WASHINGTON, Oct 13 (Reuters) - The U.S. Department of Labor on Wednesday proposed a rule aimed to override a pair of Trump-era measures that had barred retirement and pension plans from considering climate change and other environmental, social and governance (ESG) factors when they select investments.
The DOL proposal, which is subject to a 60-comment period before it can be adopted, comes after the agency in March said it would not enforce the 2020 rules meant to curb investments based on environmental and social factors, which cover trillions of dollars in retirement accounts, and shareholder voting in corporate meetings.
Trump administration officials had said the rules focused investment managers on retirees' financial interests and "material" risks to returns, rather than possible political issues.

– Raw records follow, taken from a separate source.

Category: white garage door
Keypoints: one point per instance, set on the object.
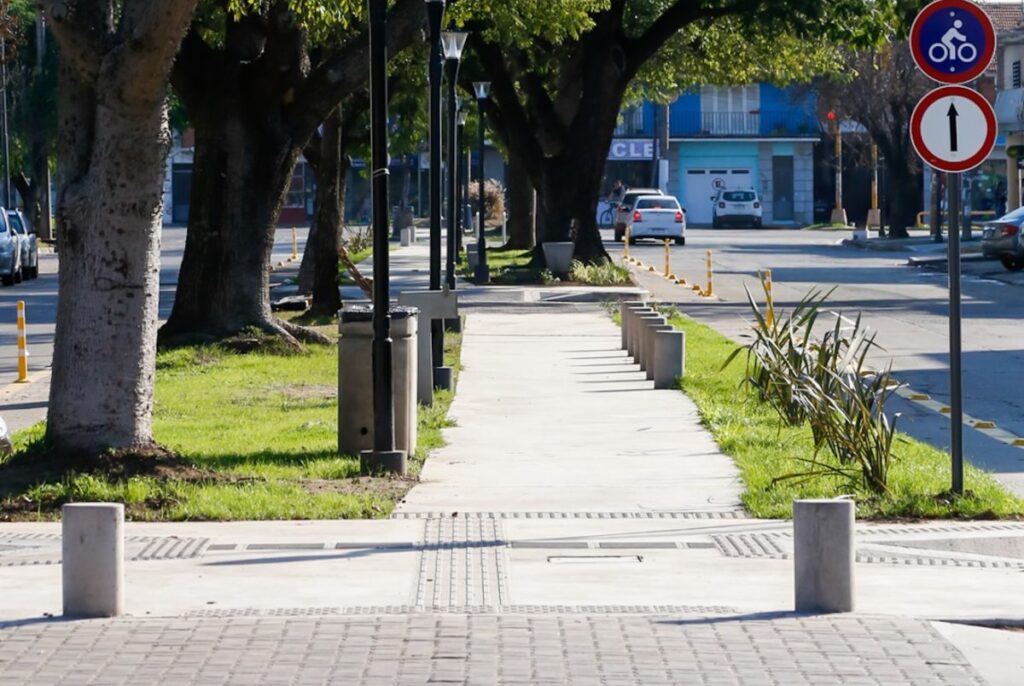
(702, 183)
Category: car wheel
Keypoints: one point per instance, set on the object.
(1012, 263)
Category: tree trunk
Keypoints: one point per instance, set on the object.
(521, 219)
(330, 204)
(113, 140)
(242, 170)
(904, 199)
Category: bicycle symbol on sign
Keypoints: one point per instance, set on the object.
(947, 50)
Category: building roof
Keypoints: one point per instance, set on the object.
(1006, 15)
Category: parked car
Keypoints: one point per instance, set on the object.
(657, 217)
(625, 209)
(30, 246)
(736, 207)
(10, 252)
(1001, 239)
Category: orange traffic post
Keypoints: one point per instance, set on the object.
(23, 349)
(711, 288)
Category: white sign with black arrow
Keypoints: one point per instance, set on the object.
(953, 129)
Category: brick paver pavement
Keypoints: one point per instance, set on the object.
(485, 649)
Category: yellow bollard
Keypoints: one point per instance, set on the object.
(23, 349)
(711, 289)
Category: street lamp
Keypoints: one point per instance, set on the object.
(463, 193)
(383, 457)
(454, 42)
(435, 13)
(482, 90)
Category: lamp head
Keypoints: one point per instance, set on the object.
(454, 42)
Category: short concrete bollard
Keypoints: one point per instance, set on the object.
(823, 555)
(631, 335)
(670, 357)
(645, 322)
(93, 559)
(653, 332)
(355, 384)
(432, 305)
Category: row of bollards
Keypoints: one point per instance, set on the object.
(822, 529)
(655, 345)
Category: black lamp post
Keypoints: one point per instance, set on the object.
(463, 191)
(383, 457)
(435, 13)
(482, 90)
(454, 42)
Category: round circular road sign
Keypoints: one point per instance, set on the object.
(952, 41)
(953, 129)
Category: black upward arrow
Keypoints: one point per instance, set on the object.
(952, 114)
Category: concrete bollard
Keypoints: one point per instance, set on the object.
(624, 317)
(670, 357)
(355, 383)
(645, 323)
(653, 331)
(823, 555)
(93, 559)
(633, 333)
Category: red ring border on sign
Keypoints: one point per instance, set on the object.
(944, 165)
(985, 58)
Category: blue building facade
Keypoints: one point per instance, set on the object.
(757, 136)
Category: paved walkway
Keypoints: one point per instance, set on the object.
(580, 527)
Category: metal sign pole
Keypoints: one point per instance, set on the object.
(955, 390)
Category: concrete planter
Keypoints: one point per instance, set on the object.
(558, 256)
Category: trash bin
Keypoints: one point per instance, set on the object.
(355, 379)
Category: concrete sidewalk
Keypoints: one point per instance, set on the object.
(579, 527)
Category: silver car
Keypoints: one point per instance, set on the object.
(1001, 239)
(10, 252)
(30, 245)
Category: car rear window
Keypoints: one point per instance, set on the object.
(667, 203)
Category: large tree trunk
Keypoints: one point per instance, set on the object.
(113, 139)
(521, 218)
(330, 205)
(243, 166)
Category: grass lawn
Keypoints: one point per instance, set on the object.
(260, 430)
(764, 448)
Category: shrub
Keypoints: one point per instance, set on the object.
(494, 199)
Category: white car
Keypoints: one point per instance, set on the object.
(625, 208)
(737, 208)
(30, 245)
(657, 217)
(10, 252)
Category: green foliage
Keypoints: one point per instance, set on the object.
(604, 273)
(764, 446)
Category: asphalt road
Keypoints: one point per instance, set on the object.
(906, 306)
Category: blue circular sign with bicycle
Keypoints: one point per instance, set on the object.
(952, 41)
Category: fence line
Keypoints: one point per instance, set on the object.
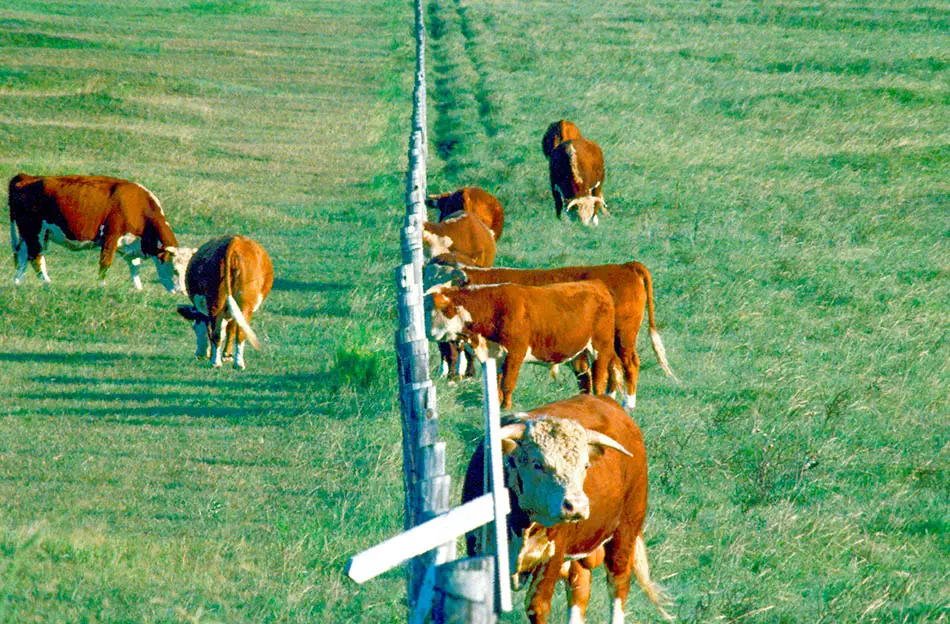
(426, 484)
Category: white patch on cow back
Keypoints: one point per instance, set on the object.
(617, 615)
(52, 232)
(201, 303)
(576, 617)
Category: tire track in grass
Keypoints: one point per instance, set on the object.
(468, 113)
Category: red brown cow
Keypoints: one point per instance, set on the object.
(474, 200)
(557, 133)
(576, 473)
(630, 286)
(462, 236)
(551, 324)
(81, 212)
(577, 177)
(228, 279)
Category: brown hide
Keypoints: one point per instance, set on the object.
(616, 485)
(471, 240)
(229, 265)
(577, 170)
(88, 208)
(557, 133)
(553, 324)
(474, 200)
(630, 286)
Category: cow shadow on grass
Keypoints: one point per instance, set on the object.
(286, 285)
(63, 358)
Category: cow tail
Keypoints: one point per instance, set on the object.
(575, 166)
(14, 239)
(655, 340)
(641, 569)
(234, 308)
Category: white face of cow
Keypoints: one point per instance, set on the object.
(445, 319)
(551, 461)
(171, 272)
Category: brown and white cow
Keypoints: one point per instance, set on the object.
(82, 212)
(557, 133)
(550, 324)
(577, 177)
(576, 473)
(474, 200)
(228, 279)
(462, 236)
(459, 235)
(630, 286)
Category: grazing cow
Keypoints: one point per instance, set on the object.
(557, 133)
(474, 200)
(459, 235)
(81, 212)
(462, 236)
(630, 286)
(228, 279)
(551, 324)
(577, 176)
(576, 474)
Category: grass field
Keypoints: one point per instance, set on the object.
(783, 168)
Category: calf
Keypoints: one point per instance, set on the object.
(557, 133)
(461, 236)
(630, 286)
(576, 474)
(551, 324)
(228, 279)
(473, 200)
(577, 176)
(82, 212)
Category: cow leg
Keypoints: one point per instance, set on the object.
(509, 375)
(109, 246)
(239, 339)
(602, 370)
(541, 592)
(450, 353)
(578, 591)
(581, 367)
(558, 201)
(218, 340)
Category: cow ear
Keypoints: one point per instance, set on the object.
(508, 446)
(599, 442)
(190, 313)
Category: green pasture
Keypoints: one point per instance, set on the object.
(783, 169)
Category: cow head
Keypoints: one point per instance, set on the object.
(171, 264)
(446, 320)
(584, 209)
(434, 245)
(438, 273)
(201, 323)
(547, 460)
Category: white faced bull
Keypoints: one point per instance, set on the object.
(547, 465)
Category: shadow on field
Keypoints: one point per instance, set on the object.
(63, 358)
(295, 286)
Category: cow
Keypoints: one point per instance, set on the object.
(557, 133)
(552, 324)
(577, 176)
(462, 236)
(576, 473)
(474, 200)
(630, 286)
(228, 279)
(82, 212)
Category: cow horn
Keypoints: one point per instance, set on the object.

The agency's Wednesday proposal, however, responds to criticism by investors and their advocates who have pushed companies on corporate ballots to address issues ranging from systemic racism to climate change, and say the business-friendly measures adopted under Trump were misguided.
The proposal follows a May Executive Order that President Joe Biden signed to direct the federal government to implement policies that help safeguard American families from climate-related financial risk.
It would "bolster the resilience of workers' retirement savings and pensions by removing the artificial impediments – and chilling effect on environmental, social and governance investments – caused by the prior administration's rules," said Ali Khawar, an acting assistant secretary at DOL.
"Climate change and other ESG factors can be financially material and when they are, considering them will inevitably lead to better long-term risk-adjusted returns."
Lisa Woll, who runs the Washington-based U.S. SIF: the Forum for Sustainable and Responsible Investment, applauded Wednesday's proposal for recognizing the proxy vote as an "ownership right" and removing provisions that may have discouraged fiduciaries from exercising these as such.
"This proposal should help address the gap between the growth of sustainable investment overall and the much more limited growth of sustainable investment in retirement plans."